走る旅のご褒美は、気取らない美味しさと心地よさ

― 信濃大町くろよん再訪記 ―

ここ数年、一日の走行距離が500kmを超えるようなら宿泊するようにしている。
日の出から日没まで外にいることがほとんどなので、ホテルに求めるものは実にシンプルだ。
清潔なベッドとバス。
それで十分、というのが基本である。

そんな旅の中で、近くに来ればつい立ち寄りたくなるホテルの条件がある。
それは「朝食が美味しいこと」。
気軽に食べられて、なおかつコストパフォーマンスが良いこと。それが何より大事だ。

先日宿泊したのは、大町温泉郷にあるANAホリデイ・インリゾート信濃大町くろよん。
ここは二度目の訪問になる。
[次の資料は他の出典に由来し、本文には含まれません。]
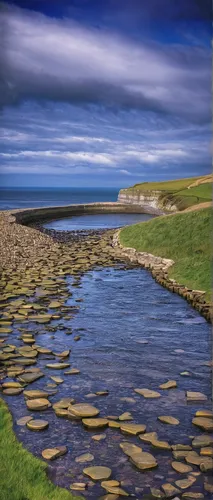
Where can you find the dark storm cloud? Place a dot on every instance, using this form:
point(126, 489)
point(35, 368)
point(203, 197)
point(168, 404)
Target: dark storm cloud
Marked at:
point(59, 60)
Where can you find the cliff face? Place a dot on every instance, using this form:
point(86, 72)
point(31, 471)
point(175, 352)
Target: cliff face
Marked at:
point(153, 202)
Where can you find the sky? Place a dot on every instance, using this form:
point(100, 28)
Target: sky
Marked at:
point(104, 92)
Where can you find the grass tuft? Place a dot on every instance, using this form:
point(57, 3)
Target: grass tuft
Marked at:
point(23, 476)
point(185, 238)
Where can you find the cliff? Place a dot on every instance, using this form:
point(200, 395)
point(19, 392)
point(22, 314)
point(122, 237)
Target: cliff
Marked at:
point(153, 202)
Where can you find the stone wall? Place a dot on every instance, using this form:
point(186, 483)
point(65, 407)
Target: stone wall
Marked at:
point(151, 201)
point(159, 268)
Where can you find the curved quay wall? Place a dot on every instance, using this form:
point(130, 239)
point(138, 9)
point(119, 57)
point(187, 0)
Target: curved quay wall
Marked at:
point(157, 266)
point(28, 216)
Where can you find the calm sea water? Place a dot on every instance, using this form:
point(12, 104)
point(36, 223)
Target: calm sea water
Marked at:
point(41, 197)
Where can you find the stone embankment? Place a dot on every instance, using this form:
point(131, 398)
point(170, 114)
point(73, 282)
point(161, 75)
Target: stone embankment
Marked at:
point(153, 202)
point(159, 269)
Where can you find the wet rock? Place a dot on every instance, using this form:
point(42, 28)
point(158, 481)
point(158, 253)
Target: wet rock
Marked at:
point(37, 424)
point(52, 453)
point(12, 391)
point(171, 384)
point(95, 423)
point(183, 484)
point(148, 437)
point(205, 424)
point(82, 410)
point(133, 429)
point(86, 457)
point(130, 448)
point(202, 440)
point(35, 394)
point(208, 451)
point(195, 396)
point(99, 437)
point(23, 420)
point(98, 473)
point(147, 393)
point(39, 404)
point(192, 495)
point(162, 445)
point(170, 490)
point(73, 371)
point(125, 416)
point(78, 486)
point(57, 366)
point(166, 419)
point(181, 468)
point(143, 460)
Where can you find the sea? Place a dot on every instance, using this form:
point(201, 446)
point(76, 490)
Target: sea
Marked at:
point(42, 197)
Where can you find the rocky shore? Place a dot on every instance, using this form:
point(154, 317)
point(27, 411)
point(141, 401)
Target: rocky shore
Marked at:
point(35, 301)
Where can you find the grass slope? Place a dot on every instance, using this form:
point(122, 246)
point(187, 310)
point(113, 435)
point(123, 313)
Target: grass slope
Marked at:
point(22, 476)
point(185, 238)
point(182, 193)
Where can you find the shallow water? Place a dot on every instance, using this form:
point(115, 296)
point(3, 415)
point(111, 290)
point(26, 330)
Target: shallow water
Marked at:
point(120, 310)
point(96, 221)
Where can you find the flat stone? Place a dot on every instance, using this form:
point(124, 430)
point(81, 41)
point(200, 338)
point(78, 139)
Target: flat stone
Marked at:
point(82, 410)
point(11, 385)
point(179, 447)
point(38, 404)
point(208, 451)
point(193, 458)
point(163, 445)
point(168, 420)
point(95, 423)
point(205, 424)
point(147, 393)
point(116, 490)
point(183, 484)
point(195, 396)
point(57, 380)
point(156, 493)
point(28, 378)
point(193, 495)
point(35, 394)
point(130, 448)
point(98, 473)
point(78, 486)
point(133, 429)
point(57, 366)
point(73, 371)
point(170, 490)
point(52, 453)
point(12, 392)
point(86, 457)
point(171, 384)
point(182, 468)
point(148, 437)
point(204, 413)
point(206, 464)
point(23, 420)
point(125, 416)
point(202, 440)
point(37, 425)
point(99, 437)
point(143, 460)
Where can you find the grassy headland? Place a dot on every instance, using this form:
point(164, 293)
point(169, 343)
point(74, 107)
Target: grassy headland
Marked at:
point(182, 193)
point(185, 238)
point(22, 476)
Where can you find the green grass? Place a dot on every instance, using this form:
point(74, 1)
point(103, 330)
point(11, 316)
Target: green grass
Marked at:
point(185, 238)
point(22, 476)
point(177, 192)
point(174, 185)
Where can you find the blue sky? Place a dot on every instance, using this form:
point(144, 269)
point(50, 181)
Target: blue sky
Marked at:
point(104, 92)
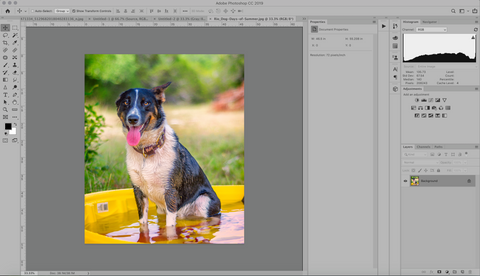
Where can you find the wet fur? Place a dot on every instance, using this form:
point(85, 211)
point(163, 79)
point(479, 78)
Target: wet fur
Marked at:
point(171, 178)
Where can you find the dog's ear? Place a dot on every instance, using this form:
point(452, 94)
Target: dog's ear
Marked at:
point(120, 98)
point(159, 91)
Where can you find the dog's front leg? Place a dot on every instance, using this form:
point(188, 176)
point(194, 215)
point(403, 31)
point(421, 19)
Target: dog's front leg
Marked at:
point(142, 205)
point(171, 202)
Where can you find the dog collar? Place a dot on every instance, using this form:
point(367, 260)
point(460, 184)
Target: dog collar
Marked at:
point(150, 150)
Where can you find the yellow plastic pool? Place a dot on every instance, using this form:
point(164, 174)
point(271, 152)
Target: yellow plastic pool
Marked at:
point(106, 211)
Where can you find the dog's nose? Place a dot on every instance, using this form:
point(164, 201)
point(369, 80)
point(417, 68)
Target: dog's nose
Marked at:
point(133, 119)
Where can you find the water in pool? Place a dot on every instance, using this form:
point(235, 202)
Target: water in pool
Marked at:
point(227, 228)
前回の印象が良く、再訪を決めた。

アルプスの山々が間近に迫り、周囲は豊かな緑に包まれている。
天然温泉の露天風呂もあり、環境としては申し分ない。

今回は朝夕ともにビュッフェ。
料理は分かりやすく整然と並び、どこに何があるのか一目で分かる。
全てを制覇するには、最低でも三泊は必要だろう――そんなことを考えながら、信州らしい蕎麦などを少しずついただいた。

空いた皿がすっと下げられていく。
この当たり前のようでいて、最近ではなかなか見かけなくなったサービスが心地よい。
知らん顔のホテルも多い中で、さすがはANAリゾートだと素直に感じた。

そして、このホテルに高得点をつけたくなる決定的な理由がある。

朝食に「カマンベールチーズ」があったのだ。
それも、丸ごと一つ。好きなだけ切り分けてよいというスタイルで、専用のカッターとナイフが添えられている。

このカッターがまた、実に気持ちよく切れる。
それだけで、私の満足度は一気に頂点に達した。

さらに、お馴染みの卵料理。
オムレツやハムエッグなどが並ぶ中、オーダー制のスタイルになっていた。
テーブル番号を書いたカードを渡しておくと、出来上がった料理が席まで運ばれてくる仕組みらしい。
待つ必要がないのは、これもまた快適だ。

しばらくして席に戻ってきた友人が声を上げた。
「ええー、目玉焼きが二つもあるの?」

その瞬間、私は妙に納得してしまった。
目玉焼きとは、そもそも二つで一人前なのではないか――と。
なにしろ“目玉”は二つあるのだから。
旅先で得た、どうでもいいようで妙に腑に落ちる新しい知識である。

朝食は夕食に劣らないほどのバラエティで、季節先取りのメロンまで楽しめた。
こういう小さな驚きが、旅の記憶を豊かにしてくれる。

年間に何泊かホテルに泊まるが、ここは私の中ではかなり上位に入る。

これまで「ホテルは眠るだけ」と思っていた。
しかし、リゾートホテルにはビジネスホテルにはない“寛ぎ”がある。

ただ眠るだけではない。
滞在そのものを楽しむ場所としての魅力を、改めて教えられた気がした。